Purification and characterization of the DNA cleavage and recognition site of I-ScaI mitochondrial group I intron encoded endonuclease produced in Escherichia coli

Abstract

The second intron in the mitochondrial cytb gene of Saccharomyces capensis, belonging to group I, encodes a 280 amino acid protein containing two LAGLIDADG motifs. Genetic and molecular studies have previously shown that this protein has a dual function in the wild-type strain. It acts as a specific homing endonuclease I- Sca I promoting intron mobility and as a maturase promoting intron splicing. Here we describe the synthesis of a universal code equivalent to the mitochondrial sequence coding for this protein and the in vitro characterization of I- Sca I endonuclease activity, using a truncated mutant form of the protein p28bi2 produced in Escherichia coli. We have also determined the cleavage pattern as well as the recognition site of p28bi2. It was found that p28bi2 generates a double-strand cleavage downstream from the intron insertion site with 4 nt long 3'-overhangs. Mutational analysis of the DNA target site shows that p28bi2 recognizes a 16-19 bp sequence from positions -11 to +8 with respect to the intron insertion site.

Figure 1

Strategy for synthesis and sequence of a universal code equivalent for the ORF encoded by the second intron of the cytb gene of S.capensis. (A) (Top) Schematic of the orientation and overlapping of the oligonucleotides used for ORF synthesis; the 5′- and 3′-ends of the oligonucleotides are numbered according to their positions in the synthesized sequence presented in (B). (Bottom) Positions of the unique restriction sites present in the synthesized ORF. (B) Sequence of the coding strand with the sequence of the translated protein in the one letter code (amino acids in bold were specified by the non-universal codons in the mitochondrial sequence); restriction sites in the flanking regions used for cloning are in italic; changes introduced in the codons relative to the mitochondrial sequence are shown in lower case; brackets indicate the 5′-end of the sequences used to construct the p28bi2 and p25bi2 truncated forms of the endonuclease; the two conserved dodecapeptide (or LAGLIDADG) motifs are underlined.

Figure 2

SDS–PAGE of purified p28bi2 and p25bi2 truncated forms of the I-ScaI endonuclease.

Figure 3

p28bi2 endonuclease activity assays. (A) Structure of the plasmid pYGT28 used as substrate. pYGT28 was linearized with SspI before cleavage by p28bi2, which generates two DNA fragments of 2094 and 613 bp, respectively. (B) Lanes 1–4, 200 ng of substrate were incubated in the standard solution at 30°C for 30 min with 0.5, 1.0, 1.5 and 2 U p28bi2, respectively; lane 0, conditions as in lane 4 but Mg²⁺ was omitted.

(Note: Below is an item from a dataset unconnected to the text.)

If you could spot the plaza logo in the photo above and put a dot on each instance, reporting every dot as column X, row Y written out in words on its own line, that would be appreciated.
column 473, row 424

Optimal cleavage efficiency 90% (lane 4).

Figure 4

Determination of the optimal conditions for substrate cleavage by p28bi2. The graph shows the effects of (A) temperature, (B) pH, (C) MgCl₂ concentration and (D) NaCl concentration on the cleavage reaction. The conditions of the assays are described in Materials and Methods.

Figure 5

Velocity of cleavage reactions using the supercoiled or the linearized substrate. Supercoiled (open circles) or linearized (closed circles) pYGT28 (2.5 µg) was incubated with 10 U p28bi2 in 400 µl of standard solution at 30°C. Aliquots (40 µl) were taken at selected time points, the reactions were stopped and the products analyzed as described in Materials and Methods.

Figure 6

Stabilization of p28bi2 by interactions with DNA or RNA. p28bi2 (2 U) was incubated at 30°C for 10 min in the standard solution minus Mg²⁺ either without DNA or with 300 ng of the specific or non-specific substrate. After this preincubation, 8 mM Mg²⁺ and 300 ng of substrate pGYT28 were added to all the assays except the reaction shown in lane 3, where only the addition of Mg²⁺ was necessary, then assays were incubated for a further 30 min at 30°C, stopped and analyzed. Lane 1, standard reaction shown as reference (300 ng of pYGT28 substrate and 2 U enzyme); lane 2, preincubation without DNA; lane 3, with pYGT28; lane 4, with linearized plasmid pET22 (5.4 kb); lane 5, with the 30 nt long oligoduplex; lane 6, with the 26 nt RNA stem–loop.

Figure 7

Determination of the cleavage site. Autoradiogram showing the extension polymerization products digested or not with p28bi2 and the corresponding sequence ladder. The cleavage sites are indicated by arrows.

Figure 8

Mutational analysis of the p28bi2 recognition sequence. The wild-type sequence of the target site is shown on top with the cleavage site indicated by a staggered line and the intron insertion site by an arrow. The three possible base substitutions for each position are indicated on the left side of the grid. closed circles, the wild-type sequence; +, mutant cleaved as well as the wild-type; ɛ, reduced cleavage; –, no cleavage.